I had considered adding some aspect of wRC+ and that’s a really interesting idea. I might try that out!
Very neat and the start of some real insight. Can you list some of the players in their 2-4 years in the bigs like Ian Happ, Almora of Cubs? Maybe Quinn and Halsey of Phil’s? McNeil of Mets? Etc? Does a high ranking ( your formula) perhaps help us to wait a little longer on break through status for some guys?
Yes the model does help us wait longer for breakthrough status. I looked at a few of those players and it turns out the McNeil had a very low prediction and just goes to show that despite predictions there are a few diamonds in the rough. In addition, Ian Happ had a pretty high prediction and the Cubs have been patient with him and this past year he put up good numbers.
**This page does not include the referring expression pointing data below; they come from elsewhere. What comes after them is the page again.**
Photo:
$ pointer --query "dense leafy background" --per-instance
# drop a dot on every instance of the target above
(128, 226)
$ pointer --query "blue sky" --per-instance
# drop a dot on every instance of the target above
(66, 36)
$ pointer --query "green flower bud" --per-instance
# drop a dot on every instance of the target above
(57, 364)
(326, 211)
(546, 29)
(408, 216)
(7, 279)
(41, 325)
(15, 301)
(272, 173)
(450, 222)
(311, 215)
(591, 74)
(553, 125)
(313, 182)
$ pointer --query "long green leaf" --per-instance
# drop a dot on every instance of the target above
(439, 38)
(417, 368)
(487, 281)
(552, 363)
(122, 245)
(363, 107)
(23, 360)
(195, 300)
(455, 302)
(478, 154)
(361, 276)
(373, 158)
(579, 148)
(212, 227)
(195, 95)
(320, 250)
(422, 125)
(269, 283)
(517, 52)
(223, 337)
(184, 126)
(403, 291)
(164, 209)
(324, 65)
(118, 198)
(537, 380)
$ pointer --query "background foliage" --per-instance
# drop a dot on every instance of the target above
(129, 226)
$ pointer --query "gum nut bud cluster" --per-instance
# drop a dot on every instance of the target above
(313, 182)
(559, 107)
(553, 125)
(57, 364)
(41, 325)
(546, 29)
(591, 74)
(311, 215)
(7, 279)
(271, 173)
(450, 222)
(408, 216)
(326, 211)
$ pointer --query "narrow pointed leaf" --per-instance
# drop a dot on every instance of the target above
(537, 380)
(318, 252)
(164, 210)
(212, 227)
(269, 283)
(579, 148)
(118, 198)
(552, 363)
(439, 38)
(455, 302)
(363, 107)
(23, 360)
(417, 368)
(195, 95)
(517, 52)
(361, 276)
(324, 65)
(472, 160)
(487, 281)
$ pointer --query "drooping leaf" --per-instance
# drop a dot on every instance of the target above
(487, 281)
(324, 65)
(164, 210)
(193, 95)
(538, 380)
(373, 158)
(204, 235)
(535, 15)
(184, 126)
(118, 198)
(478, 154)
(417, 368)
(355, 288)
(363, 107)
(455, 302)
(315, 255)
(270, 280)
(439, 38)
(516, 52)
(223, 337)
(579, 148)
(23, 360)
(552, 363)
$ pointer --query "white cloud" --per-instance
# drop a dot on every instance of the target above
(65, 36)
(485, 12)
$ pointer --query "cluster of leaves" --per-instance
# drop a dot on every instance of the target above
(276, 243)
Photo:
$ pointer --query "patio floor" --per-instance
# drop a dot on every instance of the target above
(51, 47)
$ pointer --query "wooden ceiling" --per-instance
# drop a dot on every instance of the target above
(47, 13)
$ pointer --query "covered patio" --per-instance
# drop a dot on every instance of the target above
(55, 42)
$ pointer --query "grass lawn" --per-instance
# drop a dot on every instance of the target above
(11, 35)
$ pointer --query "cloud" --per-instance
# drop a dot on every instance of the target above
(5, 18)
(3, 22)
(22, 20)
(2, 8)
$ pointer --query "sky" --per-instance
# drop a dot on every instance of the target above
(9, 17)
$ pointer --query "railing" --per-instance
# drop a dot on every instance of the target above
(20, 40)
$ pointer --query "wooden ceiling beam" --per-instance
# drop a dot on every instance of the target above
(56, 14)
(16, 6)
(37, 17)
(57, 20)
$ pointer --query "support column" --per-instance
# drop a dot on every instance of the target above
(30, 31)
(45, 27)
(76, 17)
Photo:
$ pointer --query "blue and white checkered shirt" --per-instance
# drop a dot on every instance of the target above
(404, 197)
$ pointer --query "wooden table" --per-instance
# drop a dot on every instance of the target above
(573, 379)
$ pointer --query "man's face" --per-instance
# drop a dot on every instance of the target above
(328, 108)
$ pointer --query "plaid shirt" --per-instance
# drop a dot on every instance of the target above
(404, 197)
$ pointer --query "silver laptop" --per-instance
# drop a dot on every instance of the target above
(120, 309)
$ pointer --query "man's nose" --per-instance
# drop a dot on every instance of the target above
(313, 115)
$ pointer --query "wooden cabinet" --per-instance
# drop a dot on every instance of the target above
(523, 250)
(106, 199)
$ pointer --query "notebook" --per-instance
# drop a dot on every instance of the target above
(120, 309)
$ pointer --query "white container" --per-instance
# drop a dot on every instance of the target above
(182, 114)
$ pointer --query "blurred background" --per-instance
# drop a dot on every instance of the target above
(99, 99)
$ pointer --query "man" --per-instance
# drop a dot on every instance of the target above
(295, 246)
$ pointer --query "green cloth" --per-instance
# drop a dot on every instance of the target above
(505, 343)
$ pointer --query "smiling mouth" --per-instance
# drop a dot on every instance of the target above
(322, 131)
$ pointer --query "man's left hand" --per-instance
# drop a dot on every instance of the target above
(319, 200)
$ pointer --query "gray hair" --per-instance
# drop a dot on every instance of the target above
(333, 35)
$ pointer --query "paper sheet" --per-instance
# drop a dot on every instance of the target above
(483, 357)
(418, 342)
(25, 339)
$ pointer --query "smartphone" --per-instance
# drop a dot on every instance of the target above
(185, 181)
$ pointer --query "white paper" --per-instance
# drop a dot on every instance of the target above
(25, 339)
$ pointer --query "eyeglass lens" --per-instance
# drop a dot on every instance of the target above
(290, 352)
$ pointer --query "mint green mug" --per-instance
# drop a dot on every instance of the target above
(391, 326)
Josh, thank you for the response to my question.
Does the modeling reveal nonlinearities among variables? Are the groups/variables orthogonal?
Can you go back to peak at Colin Moran. He was valued as prospect but his power was suspect. Now he ssemingky has shown signs of developing power.how did he rank?m
The model gave him a prediction of .37 which is actually very good so it seems like the model probably saw something in him that the Pirates maybe had trouble bringing out in the majors at first. He did have solid minor league numbers with the Astros so it could be an issue with the Pirates development there.
Do you think the model has trouble with catchers in general, given the also relatively-low values for Lucroy and Grandal? Or unable to say that on such a sample size?